Dieser Kinderlesesaal damals muss sehr übersichtlich gewesen sein.

Nur flüsternd durfte man sich unterhalten, bewacht von der gestrengen Bibliothekarin Fräulein Schupp und ihren Gehilfinnen. 750 Bücher gab es zur Auswahl. Kein Vergleich zu heute, wo es etwa 37.000 Medien gibt, der Lärmpegel in der Kinderbibliothek immer hoch ist und ab und zu eine kindliche Sirene dermaßen schrill durchs Haus grellt, dass es durch Mark und Bein geht. Naja, die Zeiten wandeln sich.
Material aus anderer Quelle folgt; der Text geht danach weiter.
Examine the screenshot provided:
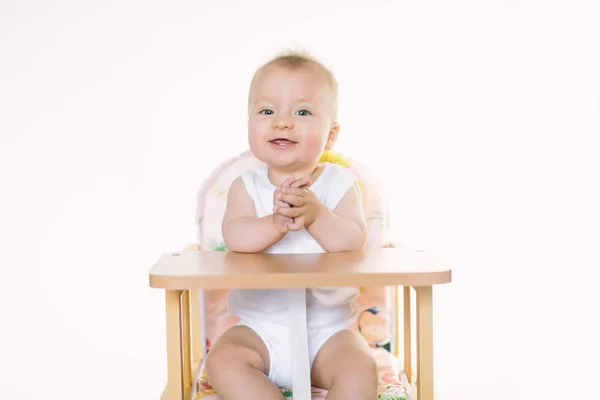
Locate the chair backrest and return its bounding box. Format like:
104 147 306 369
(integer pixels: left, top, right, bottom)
196 151 397 351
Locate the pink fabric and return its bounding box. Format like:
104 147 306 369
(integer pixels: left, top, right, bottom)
197 151 395 354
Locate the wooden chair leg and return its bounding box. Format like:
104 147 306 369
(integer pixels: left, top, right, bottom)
163 290 184 400
402 286 413 383
415 286 433 400
190 290 202 365
181 290 192 390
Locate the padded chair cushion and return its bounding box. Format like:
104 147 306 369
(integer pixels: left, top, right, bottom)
191 348 411 400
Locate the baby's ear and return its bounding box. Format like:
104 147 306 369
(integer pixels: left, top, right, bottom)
325 122 340 150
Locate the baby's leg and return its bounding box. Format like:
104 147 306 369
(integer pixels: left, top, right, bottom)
206 326 283 400
311 329 378 400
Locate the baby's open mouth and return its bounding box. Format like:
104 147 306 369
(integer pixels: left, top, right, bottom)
269 138 297 149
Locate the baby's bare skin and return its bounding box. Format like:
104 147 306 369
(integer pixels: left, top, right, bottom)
206 54 377 400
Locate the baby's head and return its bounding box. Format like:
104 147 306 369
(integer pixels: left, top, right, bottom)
248 53 339 173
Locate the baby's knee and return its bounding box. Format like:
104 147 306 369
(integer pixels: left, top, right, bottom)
205 329 264 378
205 343 244 377
344 348 378 382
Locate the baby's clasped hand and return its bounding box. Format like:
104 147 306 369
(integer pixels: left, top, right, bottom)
273 181 325 231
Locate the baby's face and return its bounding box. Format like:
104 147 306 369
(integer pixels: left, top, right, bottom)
248 65 339 172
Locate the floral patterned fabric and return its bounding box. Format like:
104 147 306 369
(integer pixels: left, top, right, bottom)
192 349 411 400
193 151 410 400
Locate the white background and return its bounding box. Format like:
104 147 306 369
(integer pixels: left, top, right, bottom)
0 0 600 400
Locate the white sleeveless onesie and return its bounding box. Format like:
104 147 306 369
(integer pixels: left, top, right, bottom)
229 163 359 400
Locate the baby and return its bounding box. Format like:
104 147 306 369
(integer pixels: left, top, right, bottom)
206 53 377 400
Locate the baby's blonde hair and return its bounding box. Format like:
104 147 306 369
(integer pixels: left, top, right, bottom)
248 50 338 121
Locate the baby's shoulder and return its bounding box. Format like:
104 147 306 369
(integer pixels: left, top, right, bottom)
323 163 357 184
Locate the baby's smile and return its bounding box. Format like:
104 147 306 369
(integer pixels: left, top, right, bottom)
269 138 297 149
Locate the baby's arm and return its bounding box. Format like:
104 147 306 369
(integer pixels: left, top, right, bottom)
306 185 367 252
222 178 285 253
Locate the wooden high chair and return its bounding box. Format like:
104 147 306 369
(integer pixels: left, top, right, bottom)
150 153 451 400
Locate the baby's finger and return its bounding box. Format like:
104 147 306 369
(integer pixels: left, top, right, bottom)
290 177 311 188
285 218 304 232
273 206 302 218
281 176 296 187
275 200 290 207
278 187 308 197
278 192 304 207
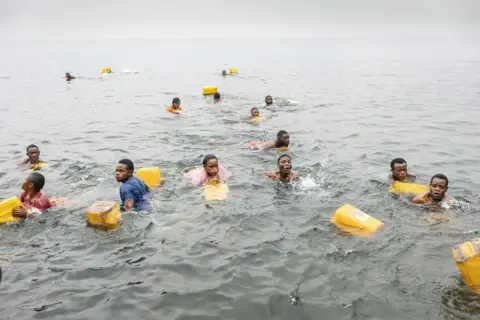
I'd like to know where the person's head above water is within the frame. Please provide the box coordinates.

Wie hat sich die Kinderbibliothek in den letzten Jahrzehnten verändert?

Seit wir neue Möbel bekommen haben, gefällt mir die Kinderbibliothek richtig gut, die frischen Farben machen Laune. Aber leider ist die Fläche zu klein. Es wäre schön, wenn sich die Kinderbibliothek bei einer Neukonzeption des Hauses ausbreiten könnte. Der Bestand hat sich extrem gewandelt und ist vielseitiger geworden, weg vom Buch und hin zur Medienvielfalt. Tonies, Hör-CDs, Konsolenspiele, Gesellschaftsspiele, Spielfilme und Serien für Kinder auf DVD und zum Streamen, Kamishibai-Tafeln und Technik-Baukästen sind heute selbstverständlich.

   

Wie wird die Zukunft aussehen?

Familien heute nutzen digitale Angebote. Und die Stadtbibliothek stellt sich darauf ein. In der eAusleihe Neckar-Alb gibt es ein großes Angebot an Kinder- und Jugendmedien wie eBooks und eAudios. Unser Streamingdienst Filmfriend bietet Kinderfilme und -Serien an und auch bei Veranstaltungen geht es – nicht nur seit Corona – ganz stark hin zur Digitalisierung. Jetzt laufen kleine Roboter durch die Kinderbibliothek und in der Technothek werden technische und naturwissenschaftliche Mitmachangebote gemacht.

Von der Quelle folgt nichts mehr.